In all seriousness though, on the Android I can't get a detailed view of
Israel from any app the charts my movement (like biking or running tracking
apps). It annoys me greatly. Not to mention our really secret places are not
military bases.

------
creativeone
Who cares about google maps? I use waze, a free gps that has all Israeli roads
and hotelier listed, plus, if there is a new road, users can create it into
the map. I also have an iPhone app that tells me about different shops and
entertainment and gas stations etc that are around.

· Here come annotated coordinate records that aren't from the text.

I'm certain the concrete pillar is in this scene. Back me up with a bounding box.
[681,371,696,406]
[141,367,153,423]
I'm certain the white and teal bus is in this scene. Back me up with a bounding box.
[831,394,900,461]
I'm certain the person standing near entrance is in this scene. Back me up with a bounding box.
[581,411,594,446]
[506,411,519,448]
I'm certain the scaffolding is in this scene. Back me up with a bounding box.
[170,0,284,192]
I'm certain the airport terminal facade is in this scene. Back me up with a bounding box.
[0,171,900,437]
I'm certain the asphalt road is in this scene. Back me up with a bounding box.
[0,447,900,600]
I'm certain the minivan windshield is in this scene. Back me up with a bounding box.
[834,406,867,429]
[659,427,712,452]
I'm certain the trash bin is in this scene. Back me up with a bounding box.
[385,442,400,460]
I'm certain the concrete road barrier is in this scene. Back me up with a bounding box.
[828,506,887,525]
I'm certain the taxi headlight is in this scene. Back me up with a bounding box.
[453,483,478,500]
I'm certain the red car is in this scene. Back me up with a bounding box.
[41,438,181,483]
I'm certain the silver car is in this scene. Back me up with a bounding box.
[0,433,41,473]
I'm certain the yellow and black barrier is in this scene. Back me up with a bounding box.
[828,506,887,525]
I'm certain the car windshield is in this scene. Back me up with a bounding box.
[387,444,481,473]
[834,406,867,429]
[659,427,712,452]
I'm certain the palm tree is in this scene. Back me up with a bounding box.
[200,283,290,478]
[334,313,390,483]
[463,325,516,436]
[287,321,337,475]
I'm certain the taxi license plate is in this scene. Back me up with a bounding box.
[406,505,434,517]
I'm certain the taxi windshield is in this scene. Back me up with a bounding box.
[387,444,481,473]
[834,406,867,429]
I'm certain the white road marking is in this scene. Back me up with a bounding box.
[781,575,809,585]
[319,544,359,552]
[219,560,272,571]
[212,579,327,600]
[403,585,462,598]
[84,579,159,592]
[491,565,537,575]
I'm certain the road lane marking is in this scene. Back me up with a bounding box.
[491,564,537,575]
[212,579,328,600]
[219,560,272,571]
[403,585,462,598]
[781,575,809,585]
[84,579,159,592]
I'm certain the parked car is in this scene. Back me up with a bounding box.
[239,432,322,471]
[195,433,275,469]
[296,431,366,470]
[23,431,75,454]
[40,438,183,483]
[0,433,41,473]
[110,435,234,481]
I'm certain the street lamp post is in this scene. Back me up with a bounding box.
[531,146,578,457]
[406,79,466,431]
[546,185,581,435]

I use google maps (map view, not satellite) multiple times a week. I use the
walking directions, and find the directions and the estimated time to be
highly accurate.

It would be a nice perk for satellite imagery, but that doesn't really hurt my
usage of google maps in israel. It would be really nice too for google street
view, but I'm not crying.

Why don't we let israel manage it's satellite imagery how it wants. For a
country constantly at war over since the writing of its declaration of
independence, it seems only prudent to hinder the spread of even mediocre
quality intelligence gathering tools.

------
antihero
I'm in the UK and loading up Google Earth I get pretty good resolution images
of Gaza and Israel...

------
Tsagadai
For a good comparison look at the map quality of South Korea near the border
and North Korea over the border. The maps of North Korea are higher resolution
and completely uncensored. Occasionally, when I am wandering along in South
Korea with my GPS on I find something censored on Google maps. Why are the
images of the Palestinian territories not available in in higher resolutions?
It doesn't seem like a problem to allow clearer images of other non-US
friendly nations.

------
eurohacker
there have been made calculations by economists how much this so-called ally
Israel has cost to Americans ,

its trillions

<http://www.csmonitor.com/2002/1209/p16s01-wmgn.html>

------
dmerfield
This raises a really interesting privacy question, the answer to which I do
not know.

------
nivertech
I have no idea why some people complain. Suppose Google Maps had "erase"
feature. The same people who would "erase" Israel from the map, would
complain, that they need higher resolution images ;)